Mangoes don’t grow in Indiana, where I grew up, and where Grandma was born a few days before women belatedly secured their right to vote. But they were abundant on the trees in her Florida backyard. It was there I learned to eat them, usually plucked straight off the tree, because Grandma disdained any non-local mango. “They pick them green,” she said of the fruit shipped from elsewhere. “And the flavor is awful.” She’s right, of course. I can buy them at an international market ten minutes from my house these days, but the taste and texture isn’t the same.

The mango juice has long since been washed from her hands, and they intermittently squeeze mine when the pain comes. Her face is a mess, her lips a jumble of scabs, dried blood and bruising. This is what happens when you have dementia, and you forget that you’re recovering from a hip replacement, and you try to walk without assistance. You fall down. And that fall cascades into a stroke – or perhaps vice versa, the doctors are not entirely sure – and you end up gripping your granddaughter’s hands in a hospital bed.

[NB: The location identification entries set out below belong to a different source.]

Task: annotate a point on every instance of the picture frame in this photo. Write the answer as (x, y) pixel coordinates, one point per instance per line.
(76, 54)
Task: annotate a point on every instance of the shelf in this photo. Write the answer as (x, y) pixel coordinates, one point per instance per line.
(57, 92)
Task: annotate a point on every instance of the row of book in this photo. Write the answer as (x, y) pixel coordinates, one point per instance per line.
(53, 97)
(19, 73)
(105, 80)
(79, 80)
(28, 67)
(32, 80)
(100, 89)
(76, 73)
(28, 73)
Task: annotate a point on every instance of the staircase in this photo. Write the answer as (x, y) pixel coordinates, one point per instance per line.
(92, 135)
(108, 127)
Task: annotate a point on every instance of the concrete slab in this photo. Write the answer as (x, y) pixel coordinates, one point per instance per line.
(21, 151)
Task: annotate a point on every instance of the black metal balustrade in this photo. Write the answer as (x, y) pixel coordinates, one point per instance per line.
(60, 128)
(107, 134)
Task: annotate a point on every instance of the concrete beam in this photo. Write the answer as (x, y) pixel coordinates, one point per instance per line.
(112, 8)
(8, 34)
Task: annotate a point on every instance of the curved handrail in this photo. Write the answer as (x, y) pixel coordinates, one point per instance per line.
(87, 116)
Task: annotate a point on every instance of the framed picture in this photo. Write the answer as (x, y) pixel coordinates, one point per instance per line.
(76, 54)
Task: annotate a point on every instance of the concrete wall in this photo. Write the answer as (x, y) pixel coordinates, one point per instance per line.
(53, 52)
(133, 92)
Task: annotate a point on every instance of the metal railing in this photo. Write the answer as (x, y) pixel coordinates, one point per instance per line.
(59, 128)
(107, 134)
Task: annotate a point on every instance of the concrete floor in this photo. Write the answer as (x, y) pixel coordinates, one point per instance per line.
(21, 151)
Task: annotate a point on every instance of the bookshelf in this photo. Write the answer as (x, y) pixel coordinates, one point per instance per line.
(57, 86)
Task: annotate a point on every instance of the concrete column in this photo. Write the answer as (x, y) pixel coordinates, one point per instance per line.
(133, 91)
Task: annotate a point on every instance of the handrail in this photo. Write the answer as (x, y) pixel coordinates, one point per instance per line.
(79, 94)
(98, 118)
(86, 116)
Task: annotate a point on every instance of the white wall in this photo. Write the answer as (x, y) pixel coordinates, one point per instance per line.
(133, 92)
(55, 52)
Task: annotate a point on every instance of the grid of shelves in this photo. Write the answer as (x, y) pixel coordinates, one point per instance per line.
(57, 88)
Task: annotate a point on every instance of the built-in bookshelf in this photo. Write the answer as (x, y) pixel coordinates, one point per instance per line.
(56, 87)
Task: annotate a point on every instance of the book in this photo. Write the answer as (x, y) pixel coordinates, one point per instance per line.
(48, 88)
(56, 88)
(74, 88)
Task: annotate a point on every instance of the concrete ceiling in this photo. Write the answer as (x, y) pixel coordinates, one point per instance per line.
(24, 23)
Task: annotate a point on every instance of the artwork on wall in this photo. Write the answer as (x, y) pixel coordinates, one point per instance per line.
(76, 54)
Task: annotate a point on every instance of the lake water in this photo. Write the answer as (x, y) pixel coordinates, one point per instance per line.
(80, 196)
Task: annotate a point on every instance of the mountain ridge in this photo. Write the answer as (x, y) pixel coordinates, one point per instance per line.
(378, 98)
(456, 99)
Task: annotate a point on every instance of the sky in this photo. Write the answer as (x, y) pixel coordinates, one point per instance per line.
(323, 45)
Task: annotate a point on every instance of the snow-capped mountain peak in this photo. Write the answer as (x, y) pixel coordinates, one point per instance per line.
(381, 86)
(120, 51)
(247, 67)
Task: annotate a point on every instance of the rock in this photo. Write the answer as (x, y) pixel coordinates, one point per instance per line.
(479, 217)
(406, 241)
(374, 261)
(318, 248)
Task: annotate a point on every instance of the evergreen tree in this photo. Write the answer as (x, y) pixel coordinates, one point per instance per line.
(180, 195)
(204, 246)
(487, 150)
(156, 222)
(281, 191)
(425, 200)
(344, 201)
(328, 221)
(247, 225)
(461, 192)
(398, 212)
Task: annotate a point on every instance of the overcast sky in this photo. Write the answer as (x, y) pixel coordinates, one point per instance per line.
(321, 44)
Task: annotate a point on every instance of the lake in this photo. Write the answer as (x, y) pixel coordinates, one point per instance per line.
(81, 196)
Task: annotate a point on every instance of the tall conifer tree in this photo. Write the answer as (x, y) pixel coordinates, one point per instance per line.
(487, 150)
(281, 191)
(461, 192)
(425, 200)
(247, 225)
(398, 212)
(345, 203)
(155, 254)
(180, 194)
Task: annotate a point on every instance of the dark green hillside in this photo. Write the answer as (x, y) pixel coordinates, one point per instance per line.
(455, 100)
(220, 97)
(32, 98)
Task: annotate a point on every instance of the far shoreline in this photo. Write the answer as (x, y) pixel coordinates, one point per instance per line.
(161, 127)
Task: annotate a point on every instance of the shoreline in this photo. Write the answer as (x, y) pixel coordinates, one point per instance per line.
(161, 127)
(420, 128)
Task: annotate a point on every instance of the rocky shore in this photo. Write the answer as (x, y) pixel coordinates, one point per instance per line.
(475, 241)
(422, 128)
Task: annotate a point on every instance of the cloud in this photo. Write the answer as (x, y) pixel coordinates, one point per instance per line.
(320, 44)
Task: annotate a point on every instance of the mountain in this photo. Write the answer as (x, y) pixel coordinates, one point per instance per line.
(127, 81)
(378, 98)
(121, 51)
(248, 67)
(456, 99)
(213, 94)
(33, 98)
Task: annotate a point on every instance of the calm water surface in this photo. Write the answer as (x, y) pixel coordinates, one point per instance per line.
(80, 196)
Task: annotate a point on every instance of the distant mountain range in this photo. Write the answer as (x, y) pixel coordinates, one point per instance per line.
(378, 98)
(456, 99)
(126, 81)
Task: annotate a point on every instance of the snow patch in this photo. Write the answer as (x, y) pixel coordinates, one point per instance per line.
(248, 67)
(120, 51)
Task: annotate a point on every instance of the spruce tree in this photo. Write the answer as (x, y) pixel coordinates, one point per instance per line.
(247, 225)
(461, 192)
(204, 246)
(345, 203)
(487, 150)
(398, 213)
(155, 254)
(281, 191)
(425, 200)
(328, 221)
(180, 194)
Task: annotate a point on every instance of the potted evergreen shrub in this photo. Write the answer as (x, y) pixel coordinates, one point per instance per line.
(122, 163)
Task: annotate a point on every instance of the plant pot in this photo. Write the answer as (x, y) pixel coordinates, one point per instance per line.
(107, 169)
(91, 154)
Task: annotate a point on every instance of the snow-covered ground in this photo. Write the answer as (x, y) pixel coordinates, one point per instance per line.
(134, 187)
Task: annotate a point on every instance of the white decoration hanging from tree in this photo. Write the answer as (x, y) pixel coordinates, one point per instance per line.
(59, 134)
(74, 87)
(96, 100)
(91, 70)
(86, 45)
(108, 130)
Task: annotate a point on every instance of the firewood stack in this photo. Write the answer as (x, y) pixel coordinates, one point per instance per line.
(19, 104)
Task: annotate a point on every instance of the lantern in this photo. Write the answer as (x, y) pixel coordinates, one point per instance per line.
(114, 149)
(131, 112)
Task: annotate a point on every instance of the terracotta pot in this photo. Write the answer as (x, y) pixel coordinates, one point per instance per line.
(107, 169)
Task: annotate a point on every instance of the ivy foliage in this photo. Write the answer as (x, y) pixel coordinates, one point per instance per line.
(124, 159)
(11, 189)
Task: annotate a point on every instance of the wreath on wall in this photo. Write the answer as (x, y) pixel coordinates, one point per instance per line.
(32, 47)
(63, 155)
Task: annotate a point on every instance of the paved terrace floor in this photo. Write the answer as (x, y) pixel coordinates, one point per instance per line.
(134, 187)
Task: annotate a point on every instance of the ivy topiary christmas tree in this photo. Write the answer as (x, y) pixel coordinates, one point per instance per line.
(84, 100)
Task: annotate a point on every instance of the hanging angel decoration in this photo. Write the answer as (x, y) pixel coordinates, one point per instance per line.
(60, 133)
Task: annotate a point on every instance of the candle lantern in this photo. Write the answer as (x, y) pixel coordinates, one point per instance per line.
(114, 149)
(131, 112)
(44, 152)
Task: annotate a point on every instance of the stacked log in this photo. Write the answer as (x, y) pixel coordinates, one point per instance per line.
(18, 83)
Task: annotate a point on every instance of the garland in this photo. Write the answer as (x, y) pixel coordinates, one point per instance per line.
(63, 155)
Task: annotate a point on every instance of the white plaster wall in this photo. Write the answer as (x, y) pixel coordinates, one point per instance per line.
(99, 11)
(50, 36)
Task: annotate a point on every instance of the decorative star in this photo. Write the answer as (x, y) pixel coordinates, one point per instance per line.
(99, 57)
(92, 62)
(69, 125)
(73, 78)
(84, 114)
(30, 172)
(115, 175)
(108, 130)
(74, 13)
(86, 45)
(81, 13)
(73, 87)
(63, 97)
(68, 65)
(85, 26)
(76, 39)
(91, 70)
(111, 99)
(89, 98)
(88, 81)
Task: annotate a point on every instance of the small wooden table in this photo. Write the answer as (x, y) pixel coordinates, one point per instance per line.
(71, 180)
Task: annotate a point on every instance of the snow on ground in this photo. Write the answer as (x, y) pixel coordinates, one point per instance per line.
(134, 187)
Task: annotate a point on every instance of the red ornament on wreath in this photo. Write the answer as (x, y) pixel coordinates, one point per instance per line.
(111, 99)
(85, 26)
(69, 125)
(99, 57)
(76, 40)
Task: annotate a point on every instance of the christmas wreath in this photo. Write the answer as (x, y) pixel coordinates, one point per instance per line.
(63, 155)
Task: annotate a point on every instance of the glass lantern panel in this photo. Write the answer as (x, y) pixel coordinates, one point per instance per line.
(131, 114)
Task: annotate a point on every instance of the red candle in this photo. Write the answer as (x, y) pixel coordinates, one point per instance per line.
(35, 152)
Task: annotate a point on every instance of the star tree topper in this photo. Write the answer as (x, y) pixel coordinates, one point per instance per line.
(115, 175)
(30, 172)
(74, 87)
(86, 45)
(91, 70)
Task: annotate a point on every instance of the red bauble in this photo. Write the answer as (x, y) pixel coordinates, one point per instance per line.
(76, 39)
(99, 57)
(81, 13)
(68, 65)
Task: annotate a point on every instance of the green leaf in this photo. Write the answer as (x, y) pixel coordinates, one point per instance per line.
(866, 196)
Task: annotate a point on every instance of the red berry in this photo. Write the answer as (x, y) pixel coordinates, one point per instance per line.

I visit her again the next night, and she doesn’t know who I am. At first she thinks she’s back at her assisted living facility and I’m the lady who takes her dinner order. I’ve heard about this, about what a bruising experience it is for the formerly familiar not to be recognized by their loved one. But it doesn’t feel that way to me. Because the truth is, I don’t recognize her, either. I still smile. I still speak gently. But I know it sounds stilted and inauthentic, because for the life of me, there is nothing about the lady in the bed that seems familiar to me. And this feels like a terrible betrayal of everything she gave me, which was generous beyond measure. But I can’t change it. All I can do is continue to pretend. And so I do.